Omaha Beach Cemetery
I watched Saving Private Ryan yesterday. I watched it years ago when it first came out and haven’t watched it since because, quite frankly, it was incredibly disturbing. I don’t like seeing the insides of people on their outsides. I don’t like watching people die horribly. I don’t like to see men wasted and war wastes men.
We have a friend in Iraq right now. He volunteered for his current job. It’s the most dangerous job in the Air Force right now. He opted out of a mission a couple of weeks ago and the two guys who went instead were both killed. He had to identify their remains and guard them until they were evacuated. I don’t like that.

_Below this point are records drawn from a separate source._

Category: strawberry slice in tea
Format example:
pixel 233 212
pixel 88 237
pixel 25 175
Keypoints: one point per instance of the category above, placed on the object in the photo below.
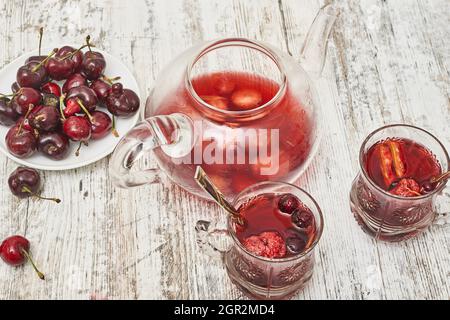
pixel 402 167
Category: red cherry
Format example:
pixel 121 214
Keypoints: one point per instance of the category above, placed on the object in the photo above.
pixel 246 99
pixel 15 250
pixel 72 107
pixel 77 128
pixel 74 81
pixel 26 97
pixel 101 124
pixel 216 101
pixel 20 142
pixel 101 88
pixel 288 203
pixel 51 87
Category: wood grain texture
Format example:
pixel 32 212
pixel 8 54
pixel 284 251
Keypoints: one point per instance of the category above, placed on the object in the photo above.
pixel 388 62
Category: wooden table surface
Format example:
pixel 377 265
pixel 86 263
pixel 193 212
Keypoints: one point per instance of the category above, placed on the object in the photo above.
pixel 388 62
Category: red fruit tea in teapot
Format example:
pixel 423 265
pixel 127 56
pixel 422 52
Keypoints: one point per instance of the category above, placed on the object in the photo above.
pixel 271 142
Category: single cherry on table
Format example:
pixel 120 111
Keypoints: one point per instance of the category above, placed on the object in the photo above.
pixel 26 182
pixel 122 102
pixel 15 251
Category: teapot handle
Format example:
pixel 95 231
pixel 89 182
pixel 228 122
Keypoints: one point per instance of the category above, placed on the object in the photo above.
pixel 443 218
pixel 173 133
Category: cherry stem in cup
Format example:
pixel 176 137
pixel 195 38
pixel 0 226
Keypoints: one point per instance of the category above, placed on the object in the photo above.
pixel 61 103
pixel 442 177
pixel 27 190
pixel 110 80
pixel 77 152
pixel 26 254
pixel 41 33
pixel 205 183
pixel 88 43
pixel 113 129
pixel 30 107
pixel 84 109
pixel 51 54
pixel 71 54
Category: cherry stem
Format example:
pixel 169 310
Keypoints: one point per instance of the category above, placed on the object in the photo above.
pixel 27 190
pixel 26 254
pixel 110 80
pixel 88 42
pixel 41 33
pixel 61 103
pixel 30 107
pixel 77 152
pixel 7 95
pixel 113 129
pixel 84 109
pixel 36 68
pixel 71 54
pixel 442 177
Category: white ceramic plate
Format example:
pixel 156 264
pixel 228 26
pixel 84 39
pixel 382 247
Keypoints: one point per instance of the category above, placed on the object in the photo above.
pixel 97 149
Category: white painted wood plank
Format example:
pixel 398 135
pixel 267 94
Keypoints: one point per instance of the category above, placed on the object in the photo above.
pixel 388 62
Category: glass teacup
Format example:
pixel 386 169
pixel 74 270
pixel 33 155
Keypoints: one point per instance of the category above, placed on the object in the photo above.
pixel 390 217
pixel 257 276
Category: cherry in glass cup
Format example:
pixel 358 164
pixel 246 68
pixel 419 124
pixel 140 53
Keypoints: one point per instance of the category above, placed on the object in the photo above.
pixel 392 198
pixel 267 257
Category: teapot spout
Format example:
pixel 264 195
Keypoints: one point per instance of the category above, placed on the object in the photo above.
pixel 314 48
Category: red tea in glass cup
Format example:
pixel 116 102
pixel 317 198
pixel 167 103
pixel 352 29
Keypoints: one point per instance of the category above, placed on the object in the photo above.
pixel 392 197
pixel 271 256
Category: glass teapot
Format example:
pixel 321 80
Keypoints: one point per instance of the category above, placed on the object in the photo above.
pixel 243 110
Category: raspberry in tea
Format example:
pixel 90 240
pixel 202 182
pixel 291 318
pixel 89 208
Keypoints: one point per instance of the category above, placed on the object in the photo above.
pixel 402 167
pixel 276 226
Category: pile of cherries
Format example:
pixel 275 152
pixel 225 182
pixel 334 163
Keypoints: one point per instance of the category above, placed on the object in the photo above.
pixel 45 116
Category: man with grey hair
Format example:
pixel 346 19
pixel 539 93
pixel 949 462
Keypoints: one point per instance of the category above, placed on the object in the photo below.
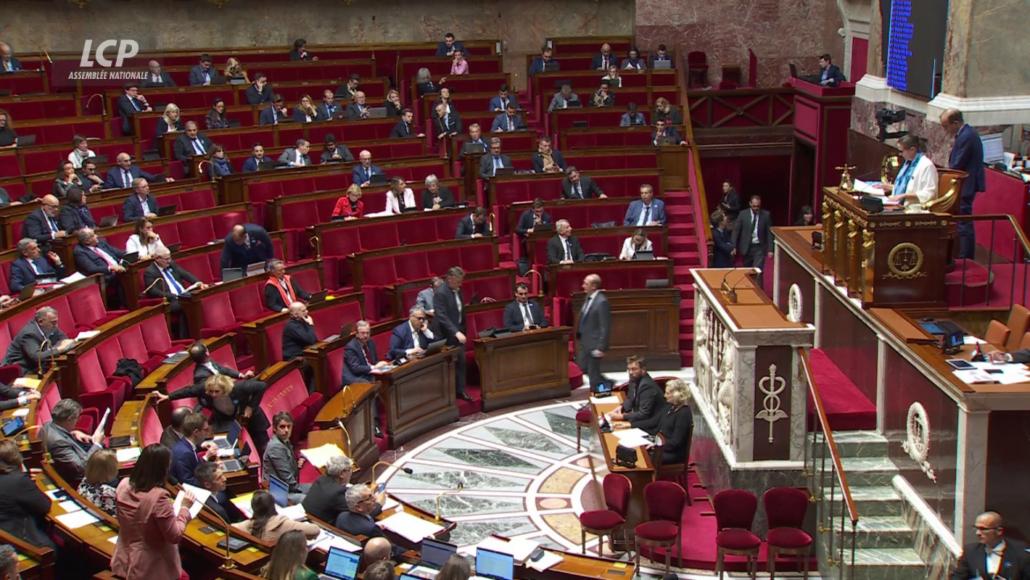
pixel 39 341
pixel 69 448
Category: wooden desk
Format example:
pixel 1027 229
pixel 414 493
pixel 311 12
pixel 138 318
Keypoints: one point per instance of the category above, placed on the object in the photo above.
pixel 523 367
pixel 419 396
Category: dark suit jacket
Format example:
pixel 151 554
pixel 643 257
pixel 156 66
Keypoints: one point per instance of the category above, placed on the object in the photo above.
pixel 556 251
pixel 589 189
pixel 513 315
pixel 22 274
pixel 745 225
pixel 1015 561
pixel 297 336
pixel 132 209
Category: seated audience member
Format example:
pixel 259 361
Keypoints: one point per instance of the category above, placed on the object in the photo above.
pixel 533 217
pixel 211 476
pixel 364 171
pixel 509 121
pixel 449 45
pixel 66 179
pixel 631 117
pixel 604 59
pixel 246 244
pixel 544 63
pixel 157 78
pixel 577 186
pixel 306 111
pixel 33 267
pixel 124 175
pixel 634 243
pixel 215 117
pixel 647 210
pixel 27 348
pixel 406 127
pixel 664 134
pixel 94 256
pixel 298 155
pixel 474 143
pixel 74 214
pixel 350 205
pixel 23 505
pixel 917 181
pixel 69 448
pixel 203 74
pixel 546 160
pixel 410 338
pixel 41 225
pixel 489 164
pixel 523 313
pixel 101 470
pixel 280 290
pixel 333 151
pixel 563 247
pixel 436 197
pixel 186 452
pixel 327 498
pixel 643 395
pixel 130 103
pixel 722 240
pixel 141 203
pixel 253 163
pixel 269 525
pixel 476 225
pixel 260 92
pixel 275 112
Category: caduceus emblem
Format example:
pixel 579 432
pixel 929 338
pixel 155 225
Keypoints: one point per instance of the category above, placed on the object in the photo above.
pixel 771 386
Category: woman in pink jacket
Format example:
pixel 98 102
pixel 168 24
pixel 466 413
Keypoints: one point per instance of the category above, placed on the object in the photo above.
pixel 149 530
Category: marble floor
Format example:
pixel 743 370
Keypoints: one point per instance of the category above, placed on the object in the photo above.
pixel 516 474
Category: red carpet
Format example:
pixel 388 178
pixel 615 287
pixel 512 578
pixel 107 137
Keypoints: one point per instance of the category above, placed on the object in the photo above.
pixel 847 408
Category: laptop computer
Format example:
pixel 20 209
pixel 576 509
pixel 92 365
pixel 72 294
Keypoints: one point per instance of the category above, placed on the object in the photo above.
pixel 496 566
pixel 341 565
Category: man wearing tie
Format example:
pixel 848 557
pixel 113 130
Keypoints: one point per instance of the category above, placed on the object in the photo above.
pixel 592 328
pixel 449 308
pixel 412 337
pixel 489 164
pixel 993 555
pixel 523 313
pixel 563 248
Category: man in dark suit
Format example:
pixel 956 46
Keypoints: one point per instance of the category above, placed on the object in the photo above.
pixel 38 343
pixel 592 329
pixel 448 310
pixel 410 338
pixel 829 73
pixel 563 248
pixel 123 175
pixel 141 203
pixel 489 164
pixel 967 155
pixel 522 313
pixel 993 555
pixel 475 225
pixel 643 396
pixel 753 234
pixel 203 74
pixel 42 225
pixel 129 104
pixel 246 244
pixel 576 186
pixel 32 267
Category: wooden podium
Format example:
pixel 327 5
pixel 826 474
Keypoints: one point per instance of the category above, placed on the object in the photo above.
pixel 419 396
pixel 890 259
pixel 523 367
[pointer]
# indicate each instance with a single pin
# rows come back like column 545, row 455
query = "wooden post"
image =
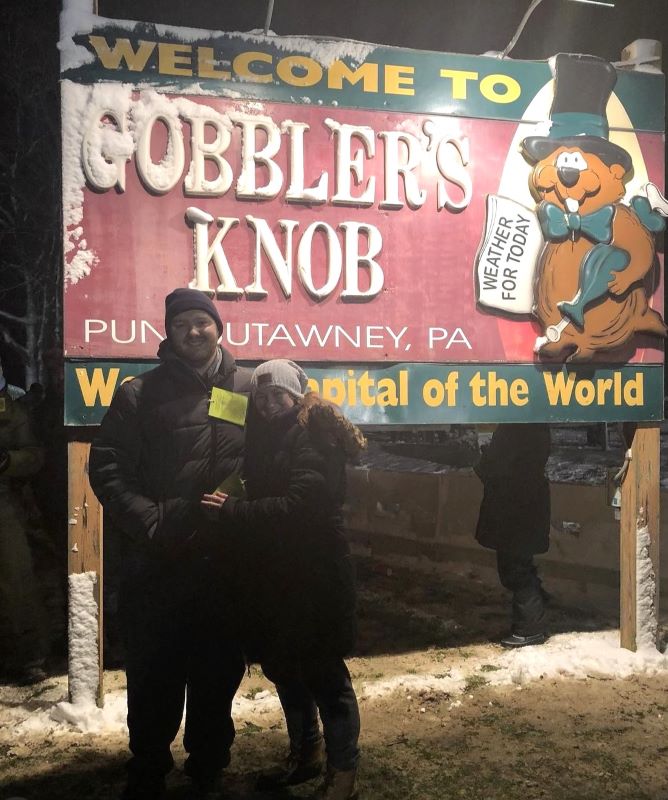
column 640, row 508
column 84, row 553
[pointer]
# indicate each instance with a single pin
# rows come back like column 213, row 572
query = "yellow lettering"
column 398, row 79
column 559, row 388
column 585, row 394
column 175, row 59
column 366, row 385
column 387, row 392
column 634, row 394
column 433, row 393
column 122, row 51
column 512, row 89
column 285, row 69
column 459, row 79
column 519, row 392
column 340, row 71
column 403, row 387
column 206, row 65
column 617, row 377
column 97, row 386
column 242, row 66
column 334, row 389
column 603, row 386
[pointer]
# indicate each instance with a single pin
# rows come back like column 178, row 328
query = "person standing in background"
column 22, row 623
column 514, row 520
column 297, row 579
column 160, row 446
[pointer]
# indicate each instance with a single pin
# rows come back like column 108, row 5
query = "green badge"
column 233, row 485
column 228, row 406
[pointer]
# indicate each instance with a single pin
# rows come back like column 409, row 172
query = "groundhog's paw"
column 619, row 284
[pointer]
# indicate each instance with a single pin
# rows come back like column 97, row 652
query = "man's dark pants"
column 517, row 573
column 178, row 634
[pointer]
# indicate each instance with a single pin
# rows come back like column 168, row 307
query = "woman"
column 299, row 597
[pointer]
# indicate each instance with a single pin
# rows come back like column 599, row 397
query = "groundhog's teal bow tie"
column 558, row 224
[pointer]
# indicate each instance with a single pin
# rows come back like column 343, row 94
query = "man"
column 157, row 451
column 515, row 521
column 22, row 642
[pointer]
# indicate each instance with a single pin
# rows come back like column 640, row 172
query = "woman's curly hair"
column 329, row 427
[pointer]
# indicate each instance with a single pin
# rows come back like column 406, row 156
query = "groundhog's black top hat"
column 583, row 85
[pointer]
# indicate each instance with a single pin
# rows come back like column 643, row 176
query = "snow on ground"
column 573, row 656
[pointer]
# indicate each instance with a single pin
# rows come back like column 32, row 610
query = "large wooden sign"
column 445, row 238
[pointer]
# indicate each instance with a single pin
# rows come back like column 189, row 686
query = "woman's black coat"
column 515, row 509
column 297, row 585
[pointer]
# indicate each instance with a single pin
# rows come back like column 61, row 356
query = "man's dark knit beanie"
column 190, row 300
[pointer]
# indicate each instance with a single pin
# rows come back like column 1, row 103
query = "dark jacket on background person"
column 299, row 596
column 515, row 510
column 158, row 450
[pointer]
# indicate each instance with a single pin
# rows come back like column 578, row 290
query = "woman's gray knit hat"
column 282, row 373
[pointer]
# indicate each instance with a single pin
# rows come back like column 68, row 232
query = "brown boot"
column 338, row 785
column 302, row 764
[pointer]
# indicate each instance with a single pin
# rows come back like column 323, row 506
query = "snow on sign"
column 450, row 238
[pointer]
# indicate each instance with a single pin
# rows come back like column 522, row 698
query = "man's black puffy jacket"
column 158, row 450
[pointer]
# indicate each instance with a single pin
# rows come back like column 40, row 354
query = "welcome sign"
column 360, row 207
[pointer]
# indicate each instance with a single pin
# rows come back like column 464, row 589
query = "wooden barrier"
column 84, row 545
column 640, row 509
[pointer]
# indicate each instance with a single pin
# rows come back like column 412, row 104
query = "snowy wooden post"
column 639, row 551
column 84, row 581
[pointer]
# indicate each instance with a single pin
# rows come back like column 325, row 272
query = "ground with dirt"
column 445, row 713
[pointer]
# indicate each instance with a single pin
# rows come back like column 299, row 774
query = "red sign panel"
column 325, row 233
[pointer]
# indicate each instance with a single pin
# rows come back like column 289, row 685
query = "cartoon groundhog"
column 593, row 276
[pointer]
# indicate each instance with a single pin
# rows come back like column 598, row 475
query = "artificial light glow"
column 595, row 3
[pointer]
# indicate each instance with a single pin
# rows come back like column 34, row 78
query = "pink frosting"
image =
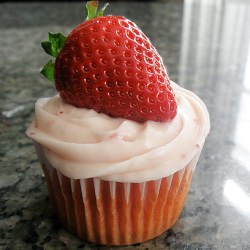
column 82, row 143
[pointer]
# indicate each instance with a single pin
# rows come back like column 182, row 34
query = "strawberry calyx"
column 92, row 10
column 52, row 47
column 57, row 40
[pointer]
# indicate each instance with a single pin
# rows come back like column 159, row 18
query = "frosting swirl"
column 82, row 143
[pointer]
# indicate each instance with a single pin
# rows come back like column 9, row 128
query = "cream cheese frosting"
column 82, row 143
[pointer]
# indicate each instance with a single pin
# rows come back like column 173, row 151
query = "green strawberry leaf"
column 48, row 70
column 55, row 44
column 91, row 9
column 100, row 12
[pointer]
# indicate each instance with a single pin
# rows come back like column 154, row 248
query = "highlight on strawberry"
column 108, row 64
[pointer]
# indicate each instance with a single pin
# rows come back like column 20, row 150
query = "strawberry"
column 108, row 64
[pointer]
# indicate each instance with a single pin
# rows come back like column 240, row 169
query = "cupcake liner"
column 115, row 213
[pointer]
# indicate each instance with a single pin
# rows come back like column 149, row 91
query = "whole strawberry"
column 109, row 65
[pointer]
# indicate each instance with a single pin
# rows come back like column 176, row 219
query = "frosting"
column 82, row 143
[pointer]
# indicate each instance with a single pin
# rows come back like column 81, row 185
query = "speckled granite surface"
column 206, row 45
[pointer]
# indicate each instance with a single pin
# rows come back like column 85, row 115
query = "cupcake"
column 119, row 142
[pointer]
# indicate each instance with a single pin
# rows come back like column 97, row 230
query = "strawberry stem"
column 91, row 10
column 57, row 40
column 52, row 47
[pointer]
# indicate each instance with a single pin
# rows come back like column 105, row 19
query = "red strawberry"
column 109, row 65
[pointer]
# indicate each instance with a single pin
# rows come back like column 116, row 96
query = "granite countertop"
column 206, row 46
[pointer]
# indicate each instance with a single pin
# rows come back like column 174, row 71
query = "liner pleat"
column 114, row 213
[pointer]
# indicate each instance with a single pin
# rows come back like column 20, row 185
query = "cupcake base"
column 115, row 213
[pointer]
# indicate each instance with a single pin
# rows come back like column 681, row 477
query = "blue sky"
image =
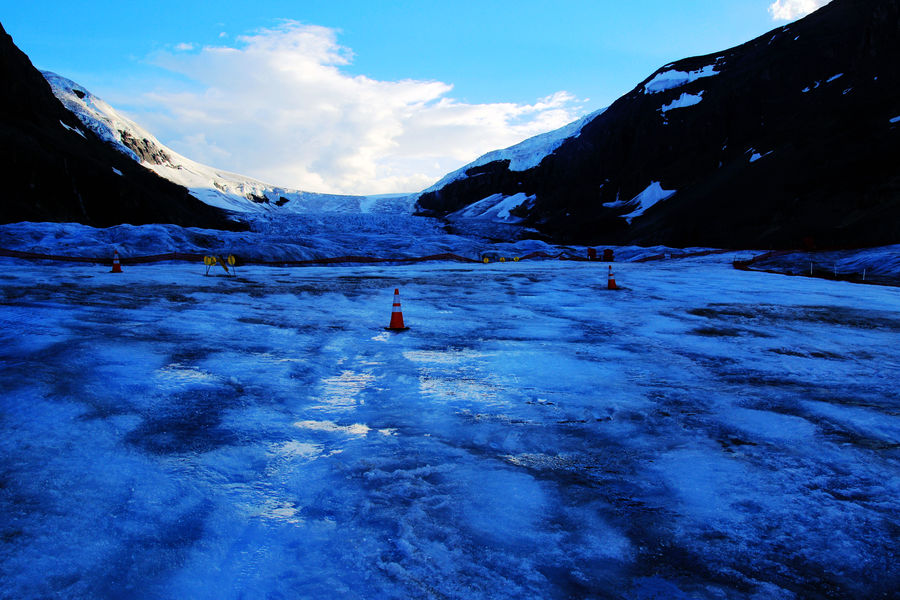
column 500, row 70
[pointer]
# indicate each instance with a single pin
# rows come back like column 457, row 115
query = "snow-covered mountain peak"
column 215, row 187
column 525, row 154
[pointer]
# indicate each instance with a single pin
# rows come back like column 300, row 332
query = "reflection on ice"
column 177, row 375
column 296, row 450
column 341, row 391
column 357, row 429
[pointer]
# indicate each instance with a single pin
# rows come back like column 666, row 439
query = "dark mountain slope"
column 811, row 104
column 54, row 169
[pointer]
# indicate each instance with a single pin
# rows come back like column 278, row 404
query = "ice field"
column 703, row 433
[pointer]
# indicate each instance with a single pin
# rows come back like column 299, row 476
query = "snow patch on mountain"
column 73, row 129
column 495, row 208
column 668, row 80
column 651, row 195
column 222, row 189
column 684, row 100
column 524, row 155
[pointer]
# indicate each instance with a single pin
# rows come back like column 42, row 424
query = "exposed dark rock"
column 55, row 169
column 812, row 103
column 146, row 149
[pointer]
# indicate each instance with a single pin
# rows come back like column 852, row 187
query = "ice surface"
column 683, row 101
column 703, row 433
column 652, row 194
column 668, row 80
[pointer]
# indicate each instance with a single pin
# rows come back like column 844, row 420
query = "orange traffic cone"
column 117, row 268
column 611, row 282
column 396, row 315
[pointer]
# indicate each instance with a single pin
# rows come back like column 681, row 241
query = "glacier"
column 703, row 433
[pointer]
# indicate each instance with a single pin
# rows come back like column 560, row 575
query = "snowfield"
column 704, row 433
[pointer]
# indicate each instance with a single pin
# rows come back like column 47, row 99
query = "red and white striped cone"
column 396, row 315
column 117, row 268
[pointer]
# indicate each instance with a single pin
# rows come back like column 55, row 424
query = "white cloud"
column 281, row 106
column 788, row 10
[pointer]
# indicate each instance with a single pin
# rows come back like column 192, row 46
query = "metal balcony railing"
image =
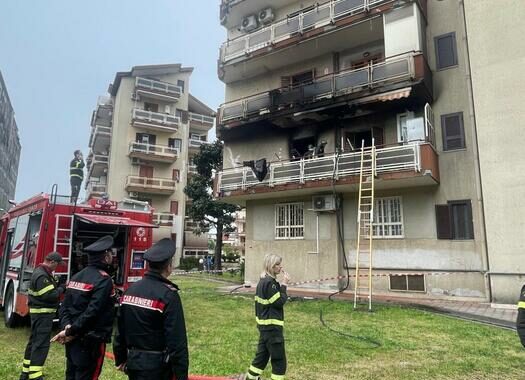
column 163, row 218
column 391, row 70
column 156, row 118
column 157, row 150
column 203, row 119
column 163, row 88
column 151, row 182
column 323, row 14
column 390, row 159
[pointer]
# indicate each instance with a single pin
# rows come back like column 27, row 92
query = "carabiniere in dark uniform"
column 88, row 312
column 151, row 341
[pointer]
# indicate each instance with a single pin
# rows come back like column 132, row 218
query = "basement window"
column 289, row 221
column 408, row 283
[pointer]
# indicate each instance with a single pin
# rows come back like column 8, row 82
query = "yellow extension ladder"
column 365, row 215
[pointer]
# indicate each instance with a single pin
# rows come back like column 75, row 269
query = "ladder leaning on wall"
column 365, row 215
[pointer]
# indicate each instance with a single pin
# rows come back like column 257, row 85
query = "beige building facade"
column 307, row 84
column 143, row 137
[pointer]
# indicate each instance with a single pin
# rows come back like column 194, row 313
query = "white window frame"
column 389, row 223
column 284, row 211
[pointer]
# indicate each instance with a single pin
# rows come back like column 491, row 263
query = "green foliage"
column 188, row 263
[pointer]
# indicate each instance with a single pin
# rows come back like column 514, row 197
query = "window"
column 388, row 218
column 289, row 221
column 446, row 52
column 454, row 220
column 414, row 283
column 180, row 83
column 453, row 131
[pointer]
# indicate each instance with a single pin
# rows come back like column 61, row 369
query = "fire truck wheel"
column 10, row 316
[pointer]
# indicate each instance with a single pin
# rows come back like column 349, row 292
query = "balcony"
column 163, row 219
column 200, row 122
column 394, row 77
column 150, row 185
column 95, row 189
column 158, row 90
column 156, row 153
column 411, row 165
column 100, row 138
column 97, row 164
column 154, row 121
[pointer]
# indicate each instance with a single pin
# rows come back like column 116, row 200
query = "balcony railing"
column 163, row 218
column 159, row 151
column 155, row 88
column 390, row 159
column 160, row 185
column 322, row 15
column 201, row 119
column 390, row 71
column 155, row 120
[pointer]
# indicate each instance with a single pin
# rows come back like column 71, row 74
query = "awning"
column 113, row 220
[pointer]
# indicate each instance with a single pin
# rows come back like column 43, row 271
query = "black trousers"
column 270, row 347
column 75, row 188
column 84, row 359
column 37, row 347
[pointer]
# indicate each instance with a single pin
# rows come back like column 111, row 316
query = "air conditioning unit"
column 324, row 203
column 266, row 16
column 249, row 23
column 136, row 161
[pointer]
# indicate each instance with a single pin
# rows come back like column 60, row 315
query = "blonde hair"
column 270, row 260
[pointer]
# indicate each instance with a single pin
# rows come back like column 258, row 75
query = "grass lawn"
column 414, row 344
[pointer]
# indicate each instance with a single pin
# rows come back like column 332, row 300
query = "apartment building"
column 143, row 137
column 9, row 148
column 308, row 83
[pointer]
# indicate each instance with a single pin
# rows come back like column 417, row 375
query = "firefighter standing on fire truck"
column 151, row 340
column 87, row 314
column 44, row 293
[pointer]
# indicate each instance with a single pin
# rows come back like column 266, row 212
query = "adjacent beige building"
column 143, row 137
column 307, row 83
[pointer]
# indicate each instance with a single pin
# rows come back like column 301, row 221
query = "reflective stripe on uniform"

My husband is in the Air Force. He will probably deploy this year. I don’t like that. Many of my friends are spouses of military members. Their husbands also deploy as do the fathers of my daughter’s friends. I don’t like that. I don’t like my loved ones being placed in harm’s way, for any reason, no matter how noble.
But John Stuart Mill said something many years ago that I agree with, even though it means that my husband, my daughter’s father, my friends, my friends’ husbands and their kids’ father must all place themselves in mortal danger. He said:
“War is an ugly thing, but not the ugliest of things. The decayed and degraded state of moral and patriotic feeling which thinks that nothing is worth war is much worse. The person who has nothing for which he is willing to fight, nothing which is more important than his own personal safety, is a miserable creature and has no chance of being free unless made and kept so by the exertions of men better than himself.”
I agree. There are things worth going to war about. There are things worth fighting for and against. There are things that are more important than my own personal safety and the personal safety of my loved ones. I agree with that. But I also agree with Jimmy Carter when he said:
War may sometimes be a necessary evil. But no matter how necessary, it is always an evil, never a good. We will not learn how to live together in peace by killing each other’s children.”
And that’s a fact.
So I am divided. On one hand, I absolutely believe that war is sometimes a necessary evil. On the other hand I believe absolutely that war is evil.
Damned if you do; damned if you don’t.